In 1948 the Building Products Division was established within the plant. It manufactured steel interior flush doors, frames, and sliding closet units used in homes and apartments. In December of 1955, Amweld purchased the plant, equipment, and property of the Standard Boiler & Plate Co. on Plant St. in Niles for it’s Building Products division. In April of 1956 the Building Products Division was moved to Niles, but the main office remained in Warren.
In 1952 Amweld purchased the Warren Machine and Die Co. to add to Amweld’s machining operations.

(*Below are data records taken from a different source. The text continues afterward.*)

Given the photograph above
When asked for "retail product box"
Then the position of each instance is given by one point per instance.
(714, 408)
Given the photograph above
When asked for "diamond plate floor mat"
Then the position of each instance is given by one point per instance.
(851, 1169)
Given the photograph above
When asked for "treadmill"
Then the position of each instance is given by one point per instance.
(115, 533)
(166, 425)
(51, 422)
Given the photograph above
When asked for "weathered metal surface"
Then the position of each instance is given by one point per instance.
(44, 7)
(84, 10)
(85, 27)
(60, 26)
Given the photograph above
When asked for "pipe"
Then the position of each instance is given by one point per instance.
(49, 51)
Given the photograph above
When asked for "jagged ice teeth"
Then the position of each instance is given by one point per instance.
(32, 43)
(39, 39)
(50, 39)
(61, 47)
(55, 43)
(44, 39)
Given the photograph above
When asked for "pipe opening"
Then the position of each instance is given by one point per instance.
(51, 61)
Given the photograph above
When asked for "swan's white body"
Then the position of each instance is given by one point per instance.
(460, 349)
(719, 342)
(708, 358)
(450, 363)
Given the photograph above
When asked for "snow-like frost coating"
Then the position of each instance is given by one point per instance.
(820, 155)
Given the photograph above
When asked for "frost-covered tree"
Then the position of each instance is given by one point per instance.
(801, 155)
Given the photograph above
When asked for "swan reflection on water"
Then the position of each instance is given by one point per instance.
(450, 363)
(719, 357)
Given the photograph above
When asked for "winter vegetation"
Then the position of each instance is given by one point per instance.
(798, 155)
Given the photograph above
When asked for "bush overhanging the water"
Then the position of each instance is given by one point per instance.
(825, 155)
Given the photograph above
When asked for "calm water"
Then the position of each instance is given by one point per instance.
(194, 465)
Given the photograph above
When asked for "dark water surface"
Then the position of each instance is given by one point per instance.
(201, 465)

Also, in 1952, Amweld added a $5 million production machining department with anticipation of making special rings for jet engines used by the military and developed methods of welding high temperature materials such as titanium and stainless steel.
By 1966 the Industrial Products Division produced 88% of Amweld’s revenues and the Building Products Division produced about 12%. Amweld largest customers were jet engine makers Pratt & Whitney and General Electric. A single jet engine contains 100 to 150 rings of the kind made by American Welding. BTW, many of the cruise missiles used by the military have jet engines with rings made by American Welding.
May of 1981 : American Welding cracks the “Fortune 1000” list a ranking by Fortune Magazine as one of the nation’s 1,000 largest publicly held companies with sales of $133.6 million in 1980.
October 1980 : USW Local 1574 goes out on strike for 1 week.
July 1982 : Hoover Universal buys out Amweld.
October 1983 : USW Local 1574 goes on strike for 9 weeks.
August 1985 : American Technologies buys American Welding. The Niles plant is spun off and sold becoming Amweld Building Products.
November 1985 : American Welding announces that the Warren machinery will be moved to a new plant in Charlotte, NC. Where the wages are half what the wages are in Warren.
December 1989 : American Technologies agrees to merge Standard Steel, a competitor of American Welding and American Welding. By this time American Welding is down to 210 hourly and 130 salaried employees in Warren.
January 1991 : USW Local 1574 accepts a concession contract which includes a $2.15 wage cut across the board, elimination of incentive pay, cost of living frozen for 5 years, higher co-pays for health insurance, and 34 jobs eliminated through job combinations. A profit sharing plan was instituted.
May 1993 : American Welding closes under a holding company called Freedom Forge.
1997 : Titan International buys the Warren plant hoping to make truck wheels.
Recently, Service Guide, Siemens, and Primetals Technologies have used the American Welding buildings.